# Forum in English  > Internet security for beginners  > Microsoft Windows  > Microsoft Windows for professionals  >  Hidden and superhidden extensions

## XP user

Here are Microsoft's instructions for how to display ALL file name extensions for installed programs:



> 1. Open My Computer or Windows Explorer.
> 2. On the Tools menu , click Folder Options.
> 3. Click the View tab.
> 4. Click to clear the Hide extensions for known file types check box.


That's it... Is that it? No, that's not it! Microsoft wouldn't be Microsoft if they hadn't decided to still hide some stuff from the user. 

What am I talking about? 

It is possible to name a file so that it looks safe to open, when in fact it may be an executable containing dangerous content. For example, a file could be displayed as 'readme.txt' in explorer, when in fact its real name could be 'readme.txt.shs' but since the '.shs' portion of the filename is superhidden, it is impossible to tell it apart from a simple text file. Then once a user double-clicks to open this file, instead of seeing a text page as expected, the file will be executed by Windows as a scrap object and may potentially harm the system. Notwithstanding the many exploits that already exist against this default Windows setting, Microsoft has chosen to stick to this tradition in Vista!

To remove the potential to hide files, open your registry [Start - Run - *regedit* (Enter)] and, using the 'Search' function [Edit -Find], find each occurance of a value named *NeverShowExt*. Whenever this value is present the associated file extension will NOT be shown.
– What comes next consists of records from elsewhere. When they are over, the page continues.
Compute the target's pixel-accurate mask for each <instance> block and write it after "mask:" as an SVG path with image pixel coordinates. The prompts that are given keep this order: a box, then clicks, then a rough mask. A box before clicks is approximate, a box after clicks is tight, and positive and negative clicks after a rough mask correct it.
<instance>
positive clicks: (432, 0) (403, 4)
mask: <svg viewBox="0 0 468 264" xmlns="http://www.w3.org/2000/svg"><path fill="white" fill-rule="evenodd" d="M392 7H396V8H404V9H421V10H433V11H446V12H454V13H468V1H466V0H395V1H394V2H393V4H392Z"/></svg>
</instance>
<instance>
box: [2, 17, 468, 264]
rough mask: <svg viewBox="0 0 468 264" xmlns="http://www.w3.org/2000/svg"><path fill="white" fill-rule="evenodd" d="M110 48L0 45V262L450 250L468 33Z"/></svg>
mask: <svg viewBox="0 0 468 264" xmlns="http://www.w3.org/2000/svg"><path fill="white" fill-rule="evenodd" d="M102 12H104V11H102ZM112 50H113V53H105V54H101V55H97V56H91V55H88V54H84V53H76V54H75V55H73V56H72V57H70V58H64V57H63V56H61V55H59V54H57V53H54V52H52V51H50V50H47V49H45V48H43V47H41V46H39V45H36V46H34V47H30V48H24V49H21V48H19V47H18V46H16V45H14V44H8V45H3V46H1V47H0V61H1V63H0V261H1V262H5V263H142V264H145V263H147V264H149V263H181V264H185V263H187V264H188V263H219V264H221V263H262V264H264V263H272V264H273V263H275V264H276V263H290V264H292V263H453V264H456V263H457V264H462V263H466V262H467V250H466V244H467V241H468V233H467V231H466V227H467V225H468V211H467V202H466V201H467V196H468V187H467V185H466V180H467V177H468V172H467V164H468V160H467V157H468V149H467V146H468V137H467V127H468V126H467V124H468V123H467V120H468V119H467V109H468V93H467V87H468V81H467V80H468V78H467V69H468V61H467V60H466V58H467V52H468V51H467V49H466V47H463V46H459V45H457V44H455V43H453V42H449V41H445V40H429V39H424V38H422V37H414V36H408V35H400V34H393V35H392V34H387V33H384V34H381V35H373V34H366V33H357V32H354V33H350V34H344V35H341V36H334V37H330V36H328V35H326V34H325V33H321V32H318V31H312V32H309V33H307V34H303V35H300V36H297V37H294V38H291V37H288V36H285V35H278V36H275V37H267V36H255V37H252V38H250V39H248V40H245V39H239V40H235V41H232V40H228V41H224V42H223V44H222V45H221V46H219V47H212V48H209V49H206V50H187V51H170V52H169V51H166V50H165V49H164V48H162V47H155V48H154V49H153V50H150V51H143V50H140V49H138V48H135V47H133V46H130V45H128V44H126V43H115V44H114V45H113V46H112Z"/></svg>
To display the file extension, highlight the 'NeverShowExt' value and hit 'Delete'. Repeat this process for each extension you want to display.

Some common superhidden and very, very dangerous extensions that will be launched by Windows WITHOUT the usual 'Are-you-sure?' warning include: .shb, .url, .lnk, .pif, .scf, and .shs
They are all in the HKEY_CLASSES_ROOT section of the registry editor.

You should restart Windows for the change to take effect.

Paul

----------